Ant cannot travel to opposite side of cube in even amount of steps Say an ant starts at vertex 1 of a cube and wants to travel to vertex 8. The ant cannot do this in 4 steps, nor any even amount of steps in general. How can I express this? It seems that after every first move of one, the number is guaranteed to be odd because there will be an even amount of moves made after the additional first move.

 A: The cube graph is an example of a bipartite graph, where the vertices can be  divided into two group such that the edges always connect a vertex from one group to a vertex in the other group, never to another vertex in the same group. 
The group can be seen in your diagram by moving vertex $1$ in amongst the other odd-numbered vertices and vertex  $8$ likewise into the even-numbered group. Then you will always traverse an odd number of edges to reach a vertex in the other group from the starting vertex, plus all cycles are even length, etc.
A: Indeed the graph is bipartite and 1 and 8 are on opposite sides (all edges go from one side to the other). Going from one to the other can only be done in an odd number of steps.

The graph can also be shown to be layered, so that the shortest path from 1 to 8 has length 3.

A: The 8 vertices of the graph can be divided into 2 disjoint sets $V_1=\{1,3,5,7\}$ and $V_2=\{2,4,6,8\}$. Each edge of the graph connects a vertex of $V_1$ to a vertex of $V_2$, therefore, moving from a point of one of the sets to another point of the same set requires an even number of steps, and moving from one set to another requires an odd number of steps. $1\in V_1$ and $8\in V_2$, so the trip from one to another cannot be made in an even number of steps.
A: Notice that every dot is connected to 3 other dots and these three dots are of different parity ( if first dot is even then other three will be odd and if first dot is odd then the other three will be even).
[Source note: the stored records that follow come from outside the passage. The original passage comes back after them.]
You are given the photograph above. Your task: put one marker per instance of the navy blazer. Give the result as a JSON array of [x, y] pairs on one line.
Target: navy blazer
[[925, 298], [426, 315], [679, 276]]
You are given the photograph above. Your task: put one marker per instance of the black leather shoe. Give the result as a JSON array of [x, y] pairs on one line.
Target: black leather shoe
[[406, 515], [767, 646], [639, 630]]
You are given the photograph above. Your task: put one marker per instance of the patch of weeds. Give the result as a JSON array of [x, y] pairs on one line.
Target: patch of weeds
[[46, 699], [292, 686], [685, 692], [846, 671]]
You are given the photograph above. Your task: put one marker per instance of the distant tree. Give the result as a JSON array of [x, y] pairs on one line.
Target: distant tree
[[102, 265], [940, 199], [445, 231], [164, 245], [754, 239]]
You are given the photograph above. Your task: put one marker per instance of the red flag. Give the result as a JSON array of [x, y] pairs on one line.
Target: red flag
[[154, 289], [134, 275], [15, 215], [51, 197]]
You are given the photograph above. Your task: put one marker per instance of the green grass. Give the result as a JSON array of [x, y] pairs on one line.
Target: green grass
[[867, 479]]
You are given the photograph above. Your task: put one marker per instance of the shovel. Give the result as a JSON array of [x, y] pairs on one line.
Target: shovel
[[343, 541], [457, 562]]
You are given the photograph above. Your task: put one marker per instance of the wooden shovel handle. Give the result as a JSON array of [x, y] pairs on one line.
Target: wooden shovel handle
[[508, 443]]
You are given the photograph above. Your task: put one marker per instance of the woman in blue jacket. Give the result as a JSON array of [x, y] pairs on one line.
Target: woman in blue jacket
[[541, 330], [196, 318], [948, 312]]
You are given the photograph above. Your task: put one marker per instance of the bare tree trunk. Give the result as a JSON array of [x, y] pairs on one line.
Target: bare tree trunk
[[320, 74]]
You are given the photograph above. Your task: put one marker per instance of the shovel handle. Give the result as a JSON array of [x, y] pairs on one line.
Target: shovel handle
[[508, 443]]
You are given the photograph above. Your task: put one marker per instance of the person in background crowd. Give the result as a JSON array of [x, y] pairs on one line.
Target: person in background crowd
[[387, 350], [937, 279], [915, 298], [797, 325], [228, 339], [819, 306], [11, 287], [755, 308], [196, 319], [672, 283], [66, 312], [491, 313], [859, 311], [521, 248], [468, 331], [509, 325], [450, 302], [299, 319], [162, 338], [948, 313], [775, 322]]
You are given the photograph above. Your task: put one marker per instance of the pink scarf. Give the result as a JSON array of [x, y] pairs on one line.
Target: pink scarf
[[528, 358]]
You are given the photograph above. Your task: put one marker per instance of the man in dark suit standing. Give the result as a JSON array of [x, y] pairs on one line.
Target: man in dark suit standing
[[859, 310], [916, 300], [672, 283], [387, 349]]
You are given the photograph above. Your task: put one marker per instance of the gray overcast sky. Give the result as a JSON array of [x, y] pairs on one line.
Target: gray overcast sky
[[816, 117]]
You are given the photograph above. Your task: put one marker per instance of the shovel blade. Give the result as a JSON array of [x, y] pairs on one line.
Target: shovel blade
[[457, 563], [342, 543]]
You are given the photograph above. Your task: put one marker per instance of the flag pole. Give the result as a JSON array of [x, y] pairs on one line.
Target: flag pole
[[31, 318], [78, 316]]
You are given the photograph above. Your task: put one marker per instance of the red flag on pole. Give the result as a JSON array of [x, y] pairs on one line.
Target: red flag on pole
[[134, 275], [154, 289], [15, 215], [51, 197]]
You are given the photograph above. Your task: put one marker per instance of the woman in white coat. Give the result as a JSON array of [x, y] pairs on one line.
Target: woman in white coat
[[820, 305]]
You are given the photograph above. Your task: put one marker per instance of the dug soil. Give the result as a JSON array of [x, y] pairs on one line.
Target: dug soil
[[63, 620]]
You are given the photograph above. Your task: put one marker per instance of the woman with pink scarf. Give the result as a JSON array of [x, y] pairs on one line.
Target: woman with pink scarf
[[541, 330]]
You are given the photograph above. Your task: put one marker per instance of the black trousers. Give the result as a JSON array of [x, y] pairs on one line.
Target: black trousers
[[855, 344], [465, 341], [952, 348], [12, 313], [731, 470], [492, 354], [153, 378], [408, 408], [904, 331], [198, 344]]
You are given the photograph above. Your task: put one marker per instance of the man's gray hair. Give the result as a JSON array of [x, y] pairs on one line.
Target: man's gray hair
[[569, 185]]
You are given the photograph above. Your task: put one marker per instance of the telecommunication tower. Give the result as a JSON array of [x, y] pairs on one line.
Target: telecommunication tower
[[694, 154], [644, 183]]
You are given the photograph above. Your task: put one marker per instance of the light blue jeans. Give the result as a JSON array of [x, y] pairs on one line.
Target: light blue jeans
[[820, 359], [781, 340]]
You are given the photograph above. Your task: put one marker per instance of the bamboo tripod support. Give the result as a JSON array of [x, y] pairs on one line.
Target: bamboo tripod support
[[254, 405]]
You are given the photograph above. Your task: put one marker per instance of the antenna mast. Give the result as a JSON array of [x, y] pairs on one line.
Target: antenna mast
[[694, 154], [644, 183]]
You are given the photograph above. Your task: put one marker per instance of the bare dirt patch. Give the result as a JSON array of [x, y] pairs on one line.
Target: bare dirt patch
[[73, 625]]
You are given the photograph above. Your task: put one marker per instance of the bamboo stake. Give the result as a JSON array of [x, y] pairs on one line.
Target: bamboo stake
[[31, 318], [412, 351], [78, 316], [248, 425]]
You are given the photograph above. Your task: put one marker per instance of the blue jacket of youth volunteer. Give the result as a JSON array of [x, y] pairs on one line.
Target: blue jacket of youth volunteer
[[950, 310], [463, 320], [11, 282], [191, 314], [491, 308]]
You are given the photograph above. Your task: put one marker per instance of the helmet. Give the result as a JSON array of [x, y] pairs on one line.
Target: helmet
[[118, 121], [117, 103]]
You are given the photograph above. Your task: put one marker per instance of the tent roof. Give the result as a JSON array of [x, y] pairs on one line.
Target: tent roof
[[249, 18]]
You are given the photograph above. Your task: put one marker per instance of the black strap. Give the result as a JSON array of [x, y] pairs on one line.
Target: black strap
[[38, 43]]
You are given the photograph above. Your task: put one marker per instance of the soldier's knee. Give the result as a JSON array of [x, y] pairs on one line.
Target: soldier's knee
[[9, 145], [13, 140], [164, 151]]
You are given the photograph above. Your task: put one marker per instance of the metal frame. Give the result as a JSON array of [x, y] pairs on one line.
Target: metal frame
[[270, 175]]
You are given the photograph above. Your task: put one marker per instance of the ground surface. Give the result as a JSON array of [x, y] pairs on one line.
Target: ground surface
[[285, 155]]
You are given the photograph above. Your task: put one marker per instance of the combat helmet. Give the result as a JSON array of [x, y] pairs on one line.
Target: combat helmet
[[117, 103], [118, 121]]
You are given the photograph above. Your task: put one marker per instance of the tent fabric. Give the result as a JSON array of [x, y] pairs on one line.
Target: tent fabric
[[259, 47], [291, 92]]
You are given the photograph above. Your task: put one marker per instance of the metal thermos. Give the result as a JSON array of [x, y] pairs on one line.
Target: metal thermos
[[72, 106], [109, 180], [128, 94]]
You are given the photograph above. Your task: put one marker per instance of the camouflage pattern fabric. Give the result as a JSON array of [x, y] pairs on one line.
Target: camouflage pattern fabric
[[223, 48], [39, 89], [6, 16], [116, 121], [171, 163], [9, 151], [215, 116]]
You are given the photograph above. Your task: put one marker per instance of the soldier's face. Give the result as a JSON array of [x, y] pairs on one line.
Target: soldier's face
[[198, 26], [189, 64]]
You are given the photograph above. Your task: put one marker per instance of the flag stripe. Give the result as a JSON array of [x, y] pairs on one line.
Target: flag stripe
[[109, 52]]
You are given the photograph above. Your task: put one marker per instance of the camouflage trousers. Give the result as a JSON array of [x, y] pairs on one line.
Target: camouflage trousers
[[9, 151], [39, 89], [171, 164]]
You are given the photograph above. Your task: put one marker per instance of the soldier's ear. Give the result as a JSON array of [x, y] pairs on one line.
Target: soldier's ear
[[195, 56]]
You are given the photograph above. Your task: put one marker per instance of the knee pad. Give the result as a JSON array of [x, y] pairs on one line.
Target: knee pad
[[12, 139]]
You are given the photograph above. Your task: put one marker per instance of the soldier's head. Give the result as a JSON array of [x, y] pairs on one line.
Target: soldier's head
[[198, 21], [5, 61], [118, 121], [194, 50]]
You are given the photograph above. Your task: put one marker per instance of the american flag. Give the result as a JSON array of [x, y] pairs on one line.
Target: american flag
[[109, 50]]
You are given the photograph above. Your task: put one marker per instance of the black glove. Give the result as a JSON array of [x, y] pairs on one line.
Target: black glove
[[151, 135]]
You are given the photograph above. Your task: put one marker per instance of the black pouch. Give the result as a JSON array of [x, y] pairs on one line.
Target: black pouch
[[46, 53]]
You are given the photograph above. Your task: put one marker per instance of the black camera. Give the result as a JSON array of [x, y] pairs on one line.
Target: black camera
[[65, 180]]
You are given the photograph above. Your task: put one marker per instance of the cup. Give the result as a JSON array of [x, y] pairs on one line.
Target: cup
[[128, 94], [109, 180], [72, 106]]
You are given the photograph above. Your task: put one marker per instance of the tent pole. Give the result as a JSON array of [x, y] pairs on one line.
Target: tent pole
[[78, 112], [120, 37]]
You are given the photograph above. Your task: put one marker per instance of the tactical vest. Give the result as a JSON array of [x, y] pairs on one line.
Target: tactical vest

So if you start with even you will go to odd in next step and similarly when you start from odd you will go to even in next step. 
Now just start from 1 and notice that:
step 1 -reached  even, 
step 2-reached  odd, 
step 3-reached even
.
.
.
.
Step odd-reached even.
Since you want to reach 8 which is even so you will have to take odd steps.
A: As you can see you have bipartite graph here and one of the things of bipartite graph is that for any u,v vertices all the paths from u to v has to odd or even (can't be 1 path odd while there is other even) so if we have bipartite graph and we show 1 odd path then all the paths are odd.